Yaşanan diğer iş cinayetlerinde söylediğimiz gibi;
- İktidar; Soma, Torunlar ve Ermenek‘te yaşanan toplu katliamların sonrasında olduğu gibi İSİG alanında kamuoyunu aldatmaya yönelik değişiklikler yapmaktan vaz çalışma yaşamının asıl bileşenleri olan sendikaların, meslek örgütlerinin, üniversitelerin ve sivil toplum kuruluşlarının görüşlerine uyarak yasa, yönetmelik çıkartmalıdır.
- İşçi örgütlenmesinin önündeki engeller kaldırılarak, taşeron çalışma, kiralık işçilik, özel istihdam büroları uygulamalarından vaz geçilmeli, esnek ve kuralsız çalışmayı, geçici iş ilişkisini, taşeronlaştırmayı yasal hale getiren, kıdem tazminatlarını, fazla mesai ücretlerini, sendikal hak ve yetkileri budayan tüm yasa ve düzenlemeler iptal edilmelidir. İş yaşamına ait tüm mevzuatlar, ekseni “insan” olan çağdaş bir yapıya kavuşturulmalıdır.

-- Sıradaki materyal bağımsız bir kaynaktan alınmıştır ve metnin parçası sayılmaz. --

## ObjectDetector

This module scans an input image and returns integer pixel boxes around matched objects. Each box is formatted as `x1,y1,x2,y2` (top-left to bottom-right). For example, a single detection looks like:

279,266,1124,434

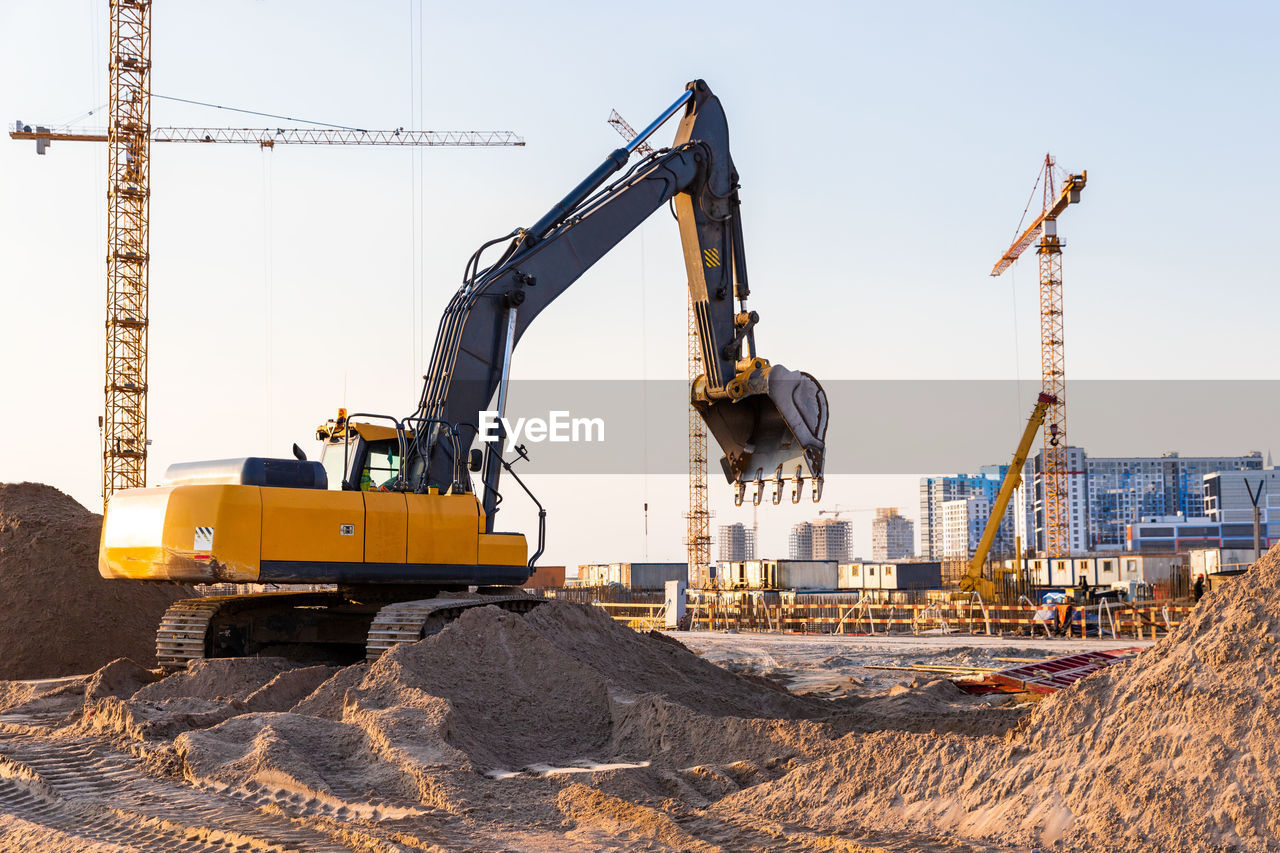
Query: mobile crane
99,81,828,669
960,392,1057,602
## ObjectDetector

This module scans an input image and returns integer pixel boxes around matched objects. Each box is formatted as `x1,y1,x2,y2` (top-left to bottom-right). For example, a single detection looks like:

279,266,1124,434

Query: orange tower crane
991,154,1089,558
9,0,525,501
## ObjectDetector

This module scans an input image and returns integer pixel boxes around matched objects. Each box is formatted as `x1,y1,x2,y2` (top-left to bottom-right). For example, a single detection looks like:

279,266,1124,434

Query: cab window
360,438,401,492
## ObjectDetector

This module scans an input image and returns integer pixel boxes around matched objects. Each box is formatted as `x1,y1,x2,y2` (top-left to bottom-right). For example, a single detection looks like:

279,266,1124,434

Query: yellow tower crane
991,154,1089,557
9,0,525,501
960,392,1059,602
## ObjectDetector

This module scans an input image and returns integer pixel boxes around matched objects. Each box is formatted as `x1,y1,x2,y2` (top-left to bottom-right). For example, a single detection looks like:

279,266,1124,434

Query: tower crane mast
9,0,525,501
991,154,1089,558
608,104,711,587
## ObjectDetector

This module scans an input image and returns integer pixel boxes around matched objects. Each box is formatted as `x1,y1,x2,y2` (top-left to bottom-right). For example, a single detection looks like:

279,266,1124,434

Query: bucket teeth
691,364,828,505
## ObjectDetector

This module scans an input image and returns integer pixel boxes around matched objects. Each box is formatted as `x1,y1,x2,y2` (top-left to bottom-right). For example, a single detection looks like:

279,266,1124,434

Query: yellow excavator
99,81,828,669
960,393,1057,603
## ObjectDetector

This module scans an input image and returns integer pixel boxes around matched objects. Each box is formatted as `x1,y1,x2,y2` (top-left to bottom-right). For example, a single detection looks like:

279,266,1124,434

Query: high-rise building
719,521,755,562
787,521,813,560
1203,467,1280,522
940,494,1014,561
1019,447,1262,553
920,465,1015,560
787,519,854,562
813,519,854,562
872,506,915,561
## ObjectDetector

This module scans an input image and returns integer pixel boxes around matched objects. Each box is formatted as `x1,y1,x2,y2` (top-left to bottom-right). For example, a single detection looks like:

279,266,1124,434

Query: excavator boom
408,81,827,514
99,81,827,666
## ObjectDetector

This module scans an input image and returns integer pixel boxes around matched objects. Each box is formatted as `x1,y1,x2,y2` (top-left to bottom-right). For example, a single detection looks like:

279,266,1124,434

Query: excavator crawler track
156,592,543,670
365,594,545,663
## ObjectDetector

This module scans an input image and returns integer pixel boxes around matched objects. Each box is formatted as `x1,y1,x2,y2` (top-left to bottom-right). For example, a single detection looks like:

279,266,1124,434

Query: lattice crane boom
991,154,1088,558
9,0,525,501
9,122,525,148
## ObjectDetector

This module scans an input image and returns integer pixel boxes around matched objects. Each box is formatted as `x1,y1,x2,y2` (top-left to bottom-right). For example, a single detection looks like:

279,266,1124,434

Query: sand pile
0,483,195,679
716,546,1280,852
0,601,1044,852
167,602,826,799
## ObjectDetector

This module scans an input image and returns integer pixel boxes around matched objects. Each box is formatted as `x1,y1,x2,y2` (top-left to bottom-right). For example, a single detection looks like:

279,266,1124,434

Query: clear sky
0,0,1280,562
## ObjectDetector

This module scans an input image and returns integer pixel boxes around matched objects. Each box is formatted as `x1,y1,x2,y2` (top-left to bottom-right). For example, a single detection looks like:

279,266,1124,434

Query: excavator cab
316,409,471,494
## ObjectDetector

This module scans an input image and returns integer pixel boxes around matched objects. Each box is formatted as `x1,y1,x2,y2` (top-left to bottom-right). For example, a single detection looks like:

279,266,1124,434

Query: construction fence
550,590,1194,639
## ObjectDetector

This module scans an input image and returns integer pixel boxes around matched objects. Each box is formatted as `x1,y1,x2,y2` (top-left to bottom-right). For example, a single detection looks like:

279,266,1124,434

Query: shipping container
838,561,942,589
521,566,564,589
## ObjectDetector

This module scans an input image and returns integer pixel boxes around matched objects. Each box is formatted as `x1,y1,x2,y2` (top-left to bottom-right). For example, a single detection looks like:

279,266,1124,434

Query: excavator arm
406,81,827,522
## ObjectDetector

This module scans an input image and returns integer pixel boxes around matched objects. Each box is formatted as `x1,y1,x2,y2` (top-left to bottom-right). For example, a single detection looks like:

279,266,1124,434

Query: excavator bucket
691,361,827,503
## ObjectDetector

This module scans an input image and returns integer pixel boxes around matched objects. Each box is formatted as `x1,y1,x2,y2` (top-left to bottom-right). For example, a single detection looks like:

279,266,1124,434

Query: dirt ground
0,602,1028,852
0,473,1280,853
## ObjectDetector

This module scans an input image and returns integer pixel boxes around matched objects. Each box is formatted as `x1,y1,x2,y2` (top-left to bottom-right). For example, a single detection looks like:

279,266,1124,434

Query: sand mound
717,546,1280,852
0,483,195,679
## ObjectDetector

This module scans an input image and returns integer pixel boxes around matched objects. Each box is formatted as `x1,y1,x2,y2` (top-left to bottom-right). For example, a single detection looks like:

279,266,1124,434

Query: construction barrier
593,592,1194,639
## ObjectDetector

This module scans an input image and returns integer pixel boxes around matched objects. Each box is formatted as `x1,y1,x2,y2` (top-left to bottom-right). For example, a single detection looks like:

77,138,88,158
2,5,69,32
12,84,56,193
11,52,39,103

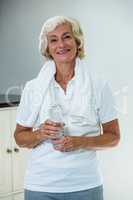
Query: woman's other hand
39,120,64,139
52,136,86,152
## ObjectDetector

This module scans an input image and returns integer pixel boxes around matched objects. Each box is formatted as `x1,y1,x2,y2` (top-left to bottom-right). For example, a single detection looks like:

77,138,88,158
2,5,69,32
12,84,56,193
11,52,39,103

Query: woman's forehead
48,23,72,36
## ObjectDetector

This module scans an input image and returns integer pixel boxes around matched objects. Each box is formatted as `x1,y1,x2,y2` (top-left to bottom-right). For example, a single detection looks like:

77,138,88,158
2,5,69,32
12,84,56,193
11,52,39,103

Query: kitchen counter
0,94,20,108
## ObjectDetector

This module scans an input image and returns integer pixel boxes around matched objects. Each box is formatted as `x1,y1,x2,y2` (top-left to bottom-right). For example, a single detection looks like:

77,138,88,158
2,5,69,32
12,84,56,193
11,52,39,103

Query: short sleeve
99,81,117,123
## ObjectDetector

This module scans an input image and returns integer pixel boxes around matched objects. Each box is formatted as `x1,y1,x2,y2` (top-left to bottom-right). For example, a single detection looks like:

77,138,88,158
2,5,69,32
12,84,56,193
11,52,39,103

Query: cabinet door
10,109,28,192
0,110,12,196
13,193,24,200
0,196,12,200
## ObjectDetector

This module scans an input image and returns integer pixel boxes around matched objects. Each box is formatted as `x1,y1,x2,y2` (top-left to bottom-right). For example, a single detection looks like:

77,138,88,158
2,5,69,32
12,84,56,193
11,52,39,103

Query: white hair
39,16,85,59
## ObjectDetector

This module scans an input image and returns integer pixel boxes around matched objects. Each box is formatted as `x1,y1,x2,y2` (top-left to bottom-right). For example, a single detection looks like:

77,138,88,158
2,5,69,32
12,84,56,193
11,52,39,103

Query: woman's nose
58,39,65,48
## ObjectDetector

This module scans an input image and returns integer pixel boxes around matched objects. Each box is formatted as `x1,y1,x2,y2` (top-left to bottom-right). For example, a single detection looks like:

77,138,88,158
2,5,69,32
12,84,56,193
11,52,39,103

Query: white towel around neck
17,58,93,127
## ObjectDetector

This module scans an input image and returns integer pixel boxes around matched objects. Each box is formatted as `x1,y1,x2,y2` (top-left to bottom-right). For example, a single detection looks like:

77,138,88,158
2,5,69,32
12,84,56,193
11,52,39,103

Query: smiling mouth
57,49,70,55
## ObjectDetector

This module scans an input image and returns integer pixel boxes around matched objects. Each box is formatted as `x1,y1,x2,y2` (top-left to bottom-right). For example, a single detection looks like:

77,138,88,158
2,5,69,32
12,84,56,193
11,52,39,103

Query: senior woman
15,16,120,200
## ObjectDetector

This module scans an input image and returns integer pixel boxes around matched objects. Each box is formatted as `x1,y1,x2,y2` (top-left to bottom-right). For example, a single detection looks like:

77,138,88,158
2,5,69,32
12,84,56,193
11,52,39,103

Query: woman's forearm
83,133,120,150
14,130,43,148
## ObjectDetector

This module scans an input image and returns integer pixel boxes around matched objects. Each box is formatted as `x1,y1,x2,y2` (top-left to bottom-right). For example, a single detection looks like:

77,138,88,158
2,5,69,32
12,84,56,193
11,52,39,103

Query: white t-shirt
16,64,117,193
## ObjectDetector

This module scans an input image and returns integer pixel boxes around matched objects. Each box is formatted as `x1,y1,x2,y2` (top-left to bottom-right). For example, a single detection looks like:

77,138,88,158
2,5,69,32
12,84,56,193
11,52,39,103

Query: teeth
58,49,69,54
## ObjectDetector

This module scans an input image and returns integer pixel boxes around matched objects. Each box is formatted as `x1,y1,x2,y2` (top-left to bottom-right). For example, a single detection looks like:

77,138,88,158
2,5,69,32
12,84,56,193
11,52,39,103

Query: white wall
1,0,133,200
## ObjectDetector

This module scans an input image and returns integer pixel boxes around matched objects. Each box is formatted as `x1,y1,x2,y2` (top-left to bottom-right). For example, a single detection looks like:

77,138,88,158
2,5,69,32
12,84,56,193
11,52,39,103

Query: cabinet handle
6,149,12,153
14,147,19,153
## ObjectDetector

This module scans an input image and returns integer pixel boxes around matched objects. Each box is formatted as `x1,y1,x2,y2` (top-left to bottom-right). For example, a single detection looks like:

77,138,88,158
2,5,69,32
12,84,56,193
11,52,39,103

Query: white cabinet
0,107,28,200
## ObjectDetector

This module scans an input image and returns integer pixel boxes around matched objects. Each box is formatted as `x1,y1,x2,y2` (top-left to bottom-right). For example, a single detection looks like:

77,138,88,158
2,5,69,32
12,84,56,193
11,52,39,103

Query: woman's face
48,23,77,63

- BM İnsan Hakları Evrensel Beyannamesinin 23. maddesinde belirtilen “Herkesin, kendi özgür seçimiyle belirlediği bir işyerinde, adil ve elverişli çalışma koşullarında çalışma hakkı vardır” yaklaşımına uygun olarak, iş kazaları ve meslek hastalıklarının önüne geçilebilmesi için işyerlerinde “önce insan, önce sağlık, önce işçi güvenliği” anlayışı yerleştirilmeli, üretim süreçlerinde işçi sağlığı ve iş güvenliği önlem ve uygulamalarına öncelik verilmelidir. Yapılacak tüm düzenlemelerde işyerlerinde işçi sağlığı ve iş güvenliğinin sağlanmasında asıl sorumluluğun işverende olduğu gerçeğinden uzaklaşılmamalıdır.
- 4+4+4 eğitim sistemiyle daha da yaygınlaşmış olan çocuk işçilik çocuk ve genç işçiliğin önüne geçilmeli, çocuklar örgün eğitime yönlendirilmelidir.
- Kadınlara ve kadın emeğine yönelik tüm olumsuz uygulamalar kaldırılmalıdır. Çalışma yaşamında eşit işe eşit ücret uygulamaları ile istihdamda fırsat eşitliği sağlanmalıdır.
- İşyerlerinde işçi sağlığı ve iş güvenliğinin sağlanması sorumluluğunun işverene ait olduğu unutulmamalıdır. Kamusal denetim yükümlülüklerini yerine getiremeyen ÇSGB yerine meslek odaları, sendikalar, üniversiteler ve sivil toplum kuruluşlarından oluşturulan bağımsız denetim yapısı oluşturulmalıdır.
- Yaşanan iş kazaları/iş cinayetleri ve meslek hastalıkları sonucunda kusuru bulunan kamu görevlilerinin yargılanmasının önündeki engeller kaldırılmalıdır.
- SGK tarafından yayımlanan İş Kazası ve Meslek Hastalıkları İstatistikleri gerçekleri yansıtmamaktadır. İşyerlerinde kaza ve meslek hastalıklarına ait bilgiler bir veri tabanında toplanmalı, bu bilgilerden ölçme ve değerlendirme amaçlı kamuoyu ile paylaşılmalıdır.
- Meslek hastalıklarının tespiti, tedavisi ve tazmini yönündeki tüm yasal ve idari engeller kaldırılmalı, çalışanların ve toplumun sağlığından asla taviz verilmemelidir.
Yaşanan diğer iş cinayetlerinde söylediğimiz gibi iş cinayeti ne kader ne de fıtrattır iş cinayetlerinin temelinde patronların kâr hırsı olduğunu bir kez daha hatırlatıyoruz. TMMOB olarak ülkemizde kanayan bir yara olan işçi sağlığı ve iş güvenliği konusunda geliştirici ve iyileştirici çalışmalara katkı vermeye hazır olduğumuzu, bu yöndeki mücadelemizi sürdüreceğimizi basına ve kamuoyuna saygıyla duyururuz.